Malgré plus de six décennies depuis les indépendances, la production scientifique africaine reste largement invisible sur la scène académique internationale. Le travail des chercheurs du continent est souvent méconnu, en partie à cause de la faible indexation des revues scientifiques locales, ce qui limite leur diffusion.
La science africaine est majoritairement perçue à travers les articles publiés par des revues anglo-saxonnes spécialisées dans les « études africaines ». Ce phénomène n’est pas récent : les années 1980, marquées par les plans d’ajustement structurel, ont freiné l’élan éditorial de nombreux départements de recherche. Ces ajustements ont contraint les universités à réduire leurs ambitions en matière de recherche, privilégiant la formation d’étudiants toujours plus nombreux au détriment de la production scientifique. Si l’Afrique du Sud représente une exception notable, la situation reste préoccupante pour le reste du continent.
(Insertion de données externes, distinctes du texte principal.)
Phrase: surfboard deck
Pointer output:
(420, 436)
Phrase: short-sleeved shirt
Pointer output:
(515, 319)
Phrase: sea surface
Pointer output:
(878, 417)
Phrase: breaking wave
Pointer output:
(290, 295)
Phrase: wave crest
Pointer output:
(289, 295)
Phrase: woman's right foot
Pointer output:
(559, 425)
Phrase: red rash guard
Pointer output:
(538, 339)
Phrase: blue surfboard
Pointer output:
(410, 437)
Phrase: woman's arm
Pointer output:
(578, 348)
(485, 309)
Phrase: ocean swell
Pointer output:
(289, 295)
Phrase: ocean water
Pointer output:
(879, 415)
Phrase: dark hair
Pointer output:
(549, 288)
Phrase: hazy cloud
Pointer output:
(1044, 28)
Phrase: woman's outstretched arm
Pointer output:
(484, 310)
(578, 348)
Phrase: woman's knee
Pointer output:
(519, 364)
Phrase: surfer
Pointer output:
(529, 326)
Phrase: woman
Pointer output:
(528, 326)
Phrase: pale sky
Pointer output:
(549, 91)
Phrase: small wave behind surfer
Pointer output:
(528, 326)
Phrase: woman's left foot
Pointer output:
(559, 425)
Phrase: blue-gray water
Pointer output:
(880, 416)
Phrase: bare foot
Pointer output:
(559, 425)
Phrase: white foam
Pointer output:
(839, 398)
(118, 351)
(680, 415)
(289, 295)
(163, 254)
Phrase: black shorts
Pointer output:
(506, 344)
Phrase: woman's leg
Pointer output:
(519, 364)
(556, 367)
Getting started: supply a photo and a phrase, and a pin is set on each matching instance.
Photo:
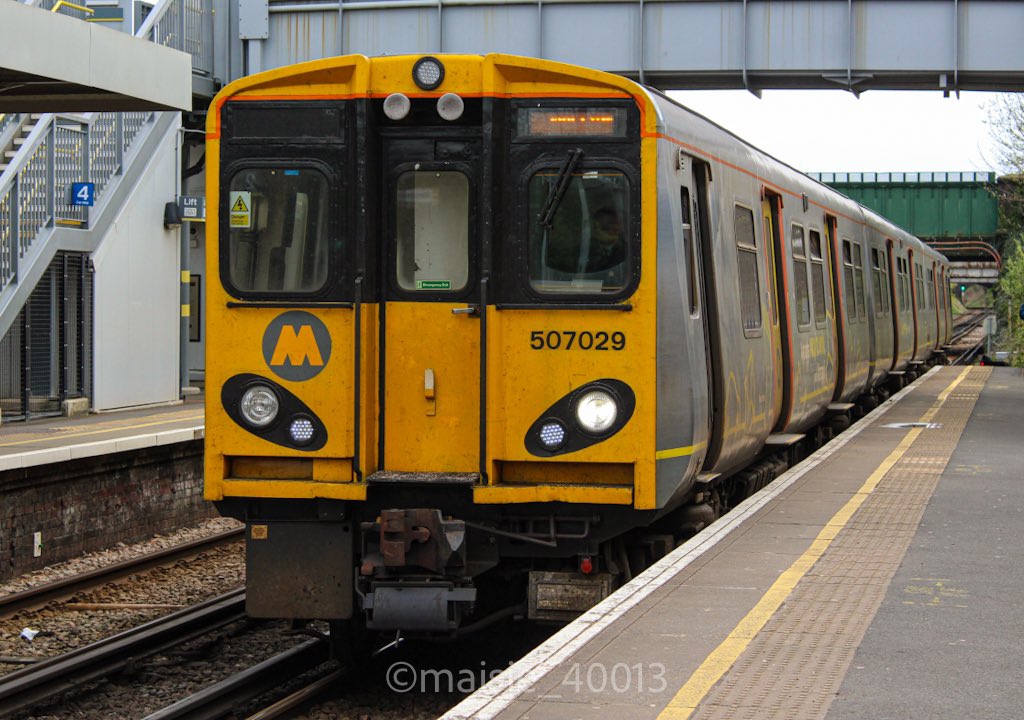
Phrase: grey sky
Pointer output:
(832, 130)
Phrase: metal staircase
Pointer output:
(42, 229)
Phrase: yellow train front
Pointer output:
(431, 346)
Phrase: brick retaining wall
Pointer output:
(93, 504)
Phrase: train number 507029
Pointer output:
(577, 340)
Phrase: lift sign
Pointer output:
(296, 345)
(241, 210)
(83, 194)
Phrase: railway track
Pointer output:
(223, 697)
(49, 678)
(62, 589)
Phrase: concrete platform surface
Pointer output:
(878, 579)
(57, 439)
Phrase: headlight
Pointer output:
(396, 106)
(596, 411)
(259, 406)
(301, 430)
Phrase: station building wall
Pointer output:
(137, 294)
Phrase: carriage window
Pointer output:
(817, 277)
(583, 246)
(278, 238)
(747, 261)
(689, 239)
(851, 303)
(432, 230)
(800, 274)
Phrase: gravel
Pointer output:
(158, 681)
(185, 583)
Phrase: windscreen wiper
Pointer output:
(558, 188)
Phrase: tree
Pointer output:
(1006, 125)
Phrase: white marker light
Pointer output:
(451, 107)
(396, 106)
(301, 430)
(259, 406)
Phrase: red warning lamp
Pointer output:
(586, 565)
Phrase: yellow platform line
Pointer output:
(86, 433)
(725, 655)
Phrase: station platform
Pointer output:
(879, 579)
(57, 439)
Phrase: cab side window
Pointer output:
(747, 262)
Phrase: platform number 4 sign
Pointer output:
(83, 194)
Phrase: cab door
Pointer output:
(429, 323)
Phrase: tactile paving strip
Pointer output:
(795, 666)
(22, 435)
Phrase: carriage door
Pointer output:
(430, 327)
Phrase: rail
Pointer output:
(35, 189)
(65, 149)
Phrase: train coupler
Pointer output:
(418, 605)
(413, 572)
(563, 596)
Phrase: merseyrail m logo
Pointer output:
(296, 345)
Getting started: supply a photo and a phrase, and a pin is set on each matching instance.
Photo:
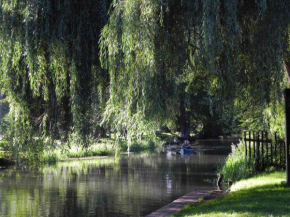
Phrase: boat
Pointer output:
(185, 151)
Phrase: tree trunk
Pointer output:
(1, 114)
(183, 121)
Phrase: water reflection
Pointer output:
(128, 186)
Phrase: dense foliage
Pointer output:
(68, 67)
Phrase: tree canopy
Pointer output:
(136, 65)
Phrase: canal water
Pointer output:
(133, 185)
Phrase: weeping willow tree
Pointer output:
(154, 50)
(68, 65)
(50, 70)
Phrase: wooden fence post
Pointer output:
(257, 150)
(287, 134)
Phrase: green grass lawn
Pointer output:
(263, 195)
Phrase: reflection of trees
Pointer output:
(102, 187)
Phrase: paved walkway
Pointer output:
(175, 206)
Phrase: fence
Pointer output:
(264, 149)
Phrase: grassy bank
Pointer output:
(263, 195)
(52, 151)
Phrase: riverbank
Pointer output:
(262, 195)
(56, 151)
La précarité des ressources financières et l’accès limité aux technologies de communication, notamment Internet, représentent des obstacles majeurs à la création et à la pérennisation de revues scientifiques africaines. Les normes de publication et de référencement imposées par les grands éditeurs du Nord accentuent encore cette marginalisation. C’est ce que souligne le numéro de juillet de la revue Global Africa, qui explore les défis de l’édition scientifique en Afrique et propose des pistes pour un meilleur équilibre.
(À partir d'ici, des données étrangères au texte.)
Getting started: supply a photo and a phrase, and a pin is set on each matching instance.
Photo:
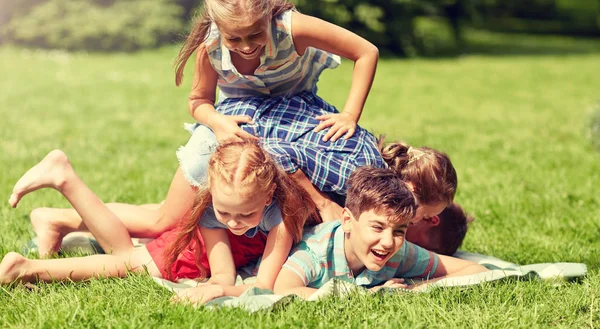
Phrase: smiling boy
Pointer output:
(367, 246)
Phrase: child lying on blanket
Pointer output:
(367, 246)
(443, 233)
(249, 207)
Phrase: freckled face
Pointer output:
(247, 41)
(239, 212)
(374, 239)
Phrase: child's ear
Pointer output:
(270, 195)
(346, 220)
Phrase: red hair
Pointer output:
(247, 167)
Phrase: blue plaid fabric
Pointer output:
(285, 126)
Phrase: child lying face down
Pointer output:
(442, 234)
(367, 246)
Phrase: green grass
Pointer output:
(516, 127)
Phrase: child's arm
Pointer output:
(279, 243)
(202, 99)
(452, 266)
(309, 31)
(328, 209)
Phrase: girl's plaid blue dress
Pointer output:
(281, 98)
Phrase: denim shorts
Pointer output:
(195, 155)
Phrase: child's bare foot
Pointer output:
(11, 268)
(48, 230)
(50, 172)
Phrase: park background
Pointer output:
(509, 89)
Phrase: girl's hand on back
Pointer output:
(340, 124)
(226, 127)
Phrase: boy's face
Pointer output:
(373, 239)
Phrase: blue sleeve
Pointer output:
(416, 262)
(271, 218)
(209, 220)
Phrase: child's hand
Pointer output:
(392, 283)
(226, 128)
(198, 295)
(339, 123)
(330, 211)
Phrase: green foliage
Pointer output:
(595, 127)
(512, 125)
(97, 25)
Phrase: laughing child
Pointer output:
(367, 246)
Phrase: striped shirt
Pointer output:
(320, 257)
(282, 72)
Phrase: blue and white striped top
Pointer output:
(320, 257)
(282, 72)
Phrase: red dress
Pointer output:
(244, 250)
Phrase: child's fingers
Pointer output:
(341, 131)
(244, 135)
(330, 133)
(323, 125)
(349, 133)
(242, 119)
(323, 117)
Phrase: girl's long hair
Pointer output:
(429, 171)
(245, 166)
(231, 12)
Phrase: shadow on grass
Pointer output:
(437, 42)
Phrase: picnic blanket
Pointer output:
(255, 299)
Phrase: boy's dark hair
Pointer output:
(380, 190)
(451, 231)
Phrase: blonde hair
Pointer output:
(245, 166)
(232, 12)
(429, 171)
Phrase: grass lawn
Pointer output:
(515, 122)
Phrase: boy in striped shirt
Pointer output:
(367, 245)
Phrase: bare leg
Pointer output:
(55, 171)
(51, 225)
(16, 268)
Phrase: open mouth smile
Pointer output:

Depuis sa création en 1964, le Science Citation Index a exclu les revues africaines de sa sélection, une tendance qui perdure avec les bases de données modernes comme Web of Science et Scopus. En 2023, sur plus de 30 000 revues présentes sur Web of Science, seules 60 étaient publiées en Afrique subsaharienne (hors Afrique du Sud), selon David Mills de l’université d’Oxford et Toluwase Asubiero de l’université d’Afrique du Sud. Ces auteurs soulignent l’importance pour l’Afrique de créer son propre index de citations pour une meilleure reconnaissance.
Cependant, des initiatives telles que le mouvement en faveur de la science ouverte, promouvant les publications en libre accès, laissent entrevoir des perspectives prometteuses. Lancée en 2022 avec le soutien de l’Agence française de développement, Global Africa publie désormais quatre numéros par an en swahili, anglais, français et arabe depuis l’université Gaston-Berger de Saint-Louis, au Sénégal.
L’histoire de The African Review, fondée en 1969 par l’université de Dar es Salaam en Tanzanie, illustre également une coopération réussie avec un éditeur du Nord, le néerlandais Brill. Cet exemple démontre que des partenariats peuvent renforcer la visibilité des travaux africains. Il n’existe pas de modèle unique pour redonner une voix plus forte aux chercheurs africains, mais chaque initiative contribue à renforcer leur présence sur la scène mondiale.